However, for both basic science and technological motivations, we sometimes want to apply electrodes on small scales onto materials where damage from traditional patterning methods is unavoidable and can have severe consequences for the resulting measurements. For example, this work used electrodes patterned onto PDMS, a soft silicone rubber. The elastomer-supported electrodes were then laminated (reversibly!) onto the surface of a single crystal of rubrene, a small molecule organic semiconductor. Conventional lithography onto such a fragile van der Waals crystal is basically impossible, but with this approach the investigators were able to make nice transistor devices to study intrinsic charge transport in the material.

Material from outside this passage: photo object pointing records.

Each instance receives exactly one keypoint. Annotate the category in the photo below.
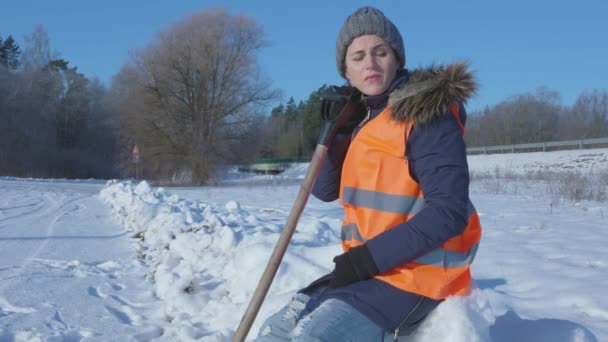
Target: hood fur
(429, 92)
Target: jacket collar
(429, 92)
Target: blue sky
(514, 46)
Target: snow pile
(205, 261)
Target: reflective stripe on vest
(378, 193)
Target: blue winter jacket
(436, 155)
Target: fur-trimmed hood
(429, 92)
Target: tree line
(194, 99)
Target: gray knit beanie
(368, 20)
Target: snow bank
(205, 261)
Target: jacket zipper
(369, 113)
(409, 314)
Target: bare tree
(588, 117)
(196, 89)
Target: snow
(96, 261)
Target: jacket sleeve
(327, 185)
(438, 161)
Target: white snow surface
(125, 261)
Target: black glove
(355, 265)
(341, 112)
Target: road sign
(135, 154)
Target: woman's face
(371, 64)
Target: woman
(410, 231)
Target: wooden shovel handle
(281, 246)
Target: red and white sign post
(136, 160)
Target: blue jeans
(332, 320)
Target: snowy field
(120, 261)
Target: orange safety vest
(378, 192)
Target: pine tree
(9, 53)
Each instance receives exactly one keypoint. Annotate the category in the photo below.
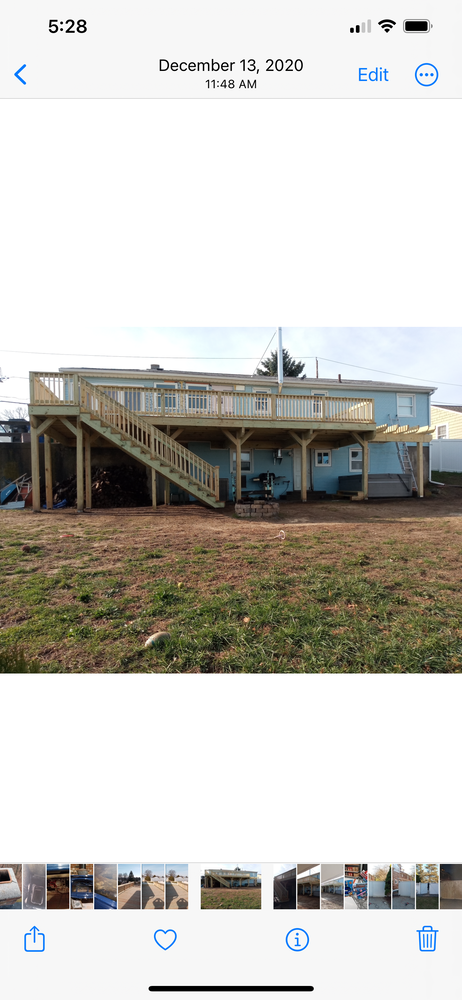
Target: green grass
(236, 607)
(231, 899)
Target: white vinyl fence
(446, 455)
(406, 888)
(427, 888)
(376, 888)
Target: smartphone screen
(230, 499)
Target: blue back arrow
(18, 71)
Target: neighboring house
(214, 437)
(447, 421)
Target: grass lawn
(231, 899)
(426, 902)
(353, 588)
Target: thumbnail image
(332, 887)
(427, 887)
(356, 886)
(309, 886)
(231, 886)
(403, 877)
(450, 887)
(176, 887)
(379, 885)
(153, 887)
(105, 887)
(129, 886)
(285, 886)
(10, 886)
(58, 886)
(34, 887)
(81, 886)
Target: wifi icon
(387, 24)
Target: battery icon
(417, 26)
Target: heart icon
(169, 938)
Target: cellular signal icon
(387, 24)
(363, 27)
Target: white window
(246, 461)
(405, 405)
(356, 459)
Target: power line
(347, 364)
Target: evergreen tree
(290, 367)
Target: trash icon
(427, 939)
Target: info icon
(297, 939)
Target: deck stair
(146, 443)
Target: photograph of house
(176, 887)
(379, 885)
(450, 887)
(81, 886)
(356, 886)
(427, 887)
(285, 886)
(129, 886)
(309, 886)
(176, 442)
(34, 886)
(10, 886)
(153, 887)
(231, 886)
(105, 886)
(58, 886)
(332, 887)
(403, 885)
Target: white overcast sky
(283, 866)
(426, 356)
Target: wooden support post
(48, 473)
(35, 464)
(88, 471)
(154, 487)
(238, 468)
(304, 468)
(365, 472)
(420, 475)
(79, 465)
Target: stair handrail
(148, 437)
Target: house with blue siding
(216, 438)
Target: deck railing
(208, 404)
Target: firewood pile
(117, 486)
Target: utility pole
(280, 359)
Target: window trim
(323, 451)
(350, 458)
(405, 395)
(446, 436)
(232, 452)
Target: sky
(246, 866)
(155, 868)
(128, 866)
(408, 867)
(180, 869)
(425, 356)
(283, 866)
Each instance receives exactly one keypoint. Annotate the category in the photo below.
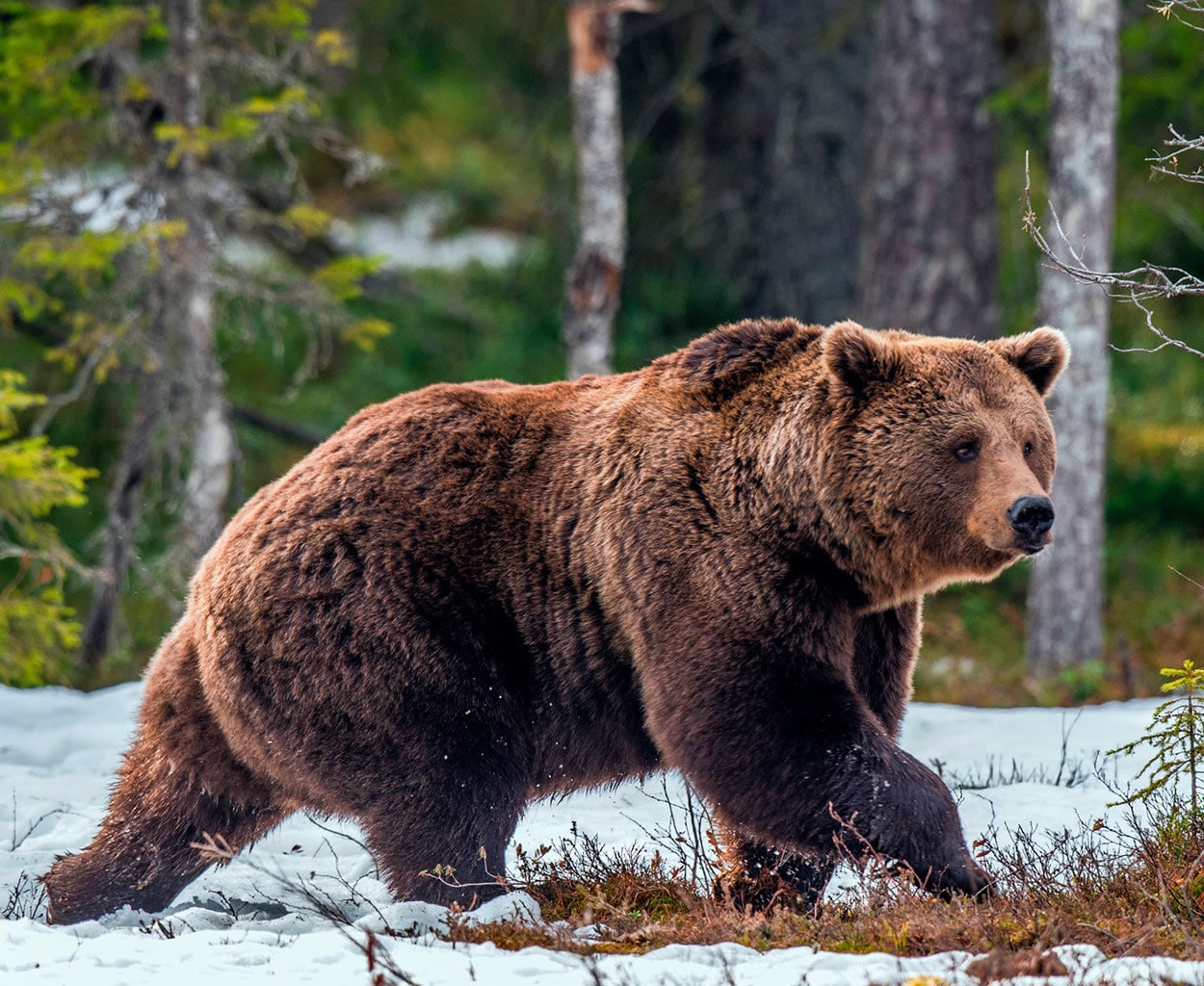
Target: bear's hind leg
(177, 784)
(458, 844)
(757, 876)
(144, 852)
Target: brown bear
(475, 596)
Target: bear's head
(934, 456)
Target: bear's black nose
(1031, 517)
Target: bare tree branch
(1136, 285)
(1176, 9)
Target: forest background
(461, 112)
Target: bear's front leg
(789, 753)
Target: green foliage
(38, 629)
(1176, 735)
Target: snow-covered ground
(58, 751)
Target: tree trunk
(929, 237)
(124, 512)
(592, 283)
(784, 155)
(1065, 592)
(189, 279)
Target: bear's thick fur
(473, 596)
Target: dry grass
(1136, 893)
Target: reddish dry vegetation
(1130, 894)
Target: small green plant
(1176, 735)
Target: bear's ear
(728, 357)
(1040, 355)
(858, 357)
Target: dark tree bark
(1065, 594)
(124, 512)
(592, 283)
(783, 154)
(189, 272)
(181, 384)
(929, 231)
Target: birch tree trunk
(124, 512)
(1065, 594)
(929, 237)
(189, 273)
(592, 283)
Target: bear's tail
(178, 787)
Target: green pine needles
(38, 629)
(1176, 735)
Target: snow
(249, 921)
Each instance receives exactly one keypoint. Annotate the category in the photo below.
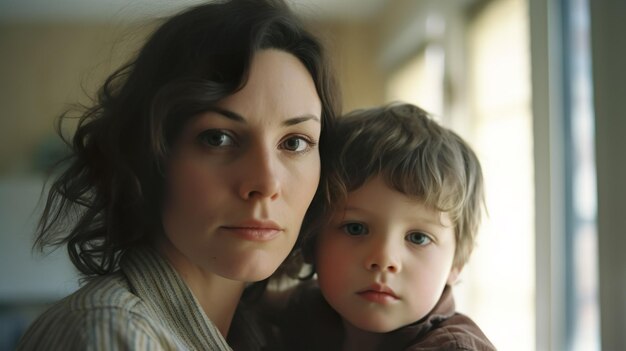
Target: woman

One issue with PDMS as a substrate is that it is very squishy with a large thermal expansion coefficient. Sometimes that can be useful (read this - it's very clever), but it means that it's very difficult to put truly nanoscale electrodes onto PDMS and have them survive without distortion, wrinkling, cracking of metal layers, etc. PDMS also really can't be used at temperatures much below ambient. A more rigid substrate that is really flat would be great, with the idea that one could do sophisticated fab of electrode patterns, and then "flip" the electrode substrate into contact with the material of interest, which could remain untouched or unblemished by lithographic processes.
In this recent preprint, a collaboration between the Gervais group at McGill and the CINT at Sandia, the investigators used a rigid sapphire (Al2O3) substrate to support patterned Au electrodes separated by a sub-micron gap. They then flipped this onto completely unpatterned (except for large Ohmic contacts far away) GaAs/AlGaAs heterostructures. With this arrangement, cleverly designed to remain in intimate contact even when the device is cooled to sub-Kelvin temperatures, they are able to make a quantum point contact while in principle maintaining the highest possible charge mobility of the underlying semiconductor. It's very cool, though making truly intimate contact between two rigid substrates over mm-scale areas is very challenging - the surfaces have to be very clean, and very flat! This configuration, while not implementable for too many device designs, is nonetheless of great potential use for expanding the kinds of materials we can probe with nanoscale electrode arrangements.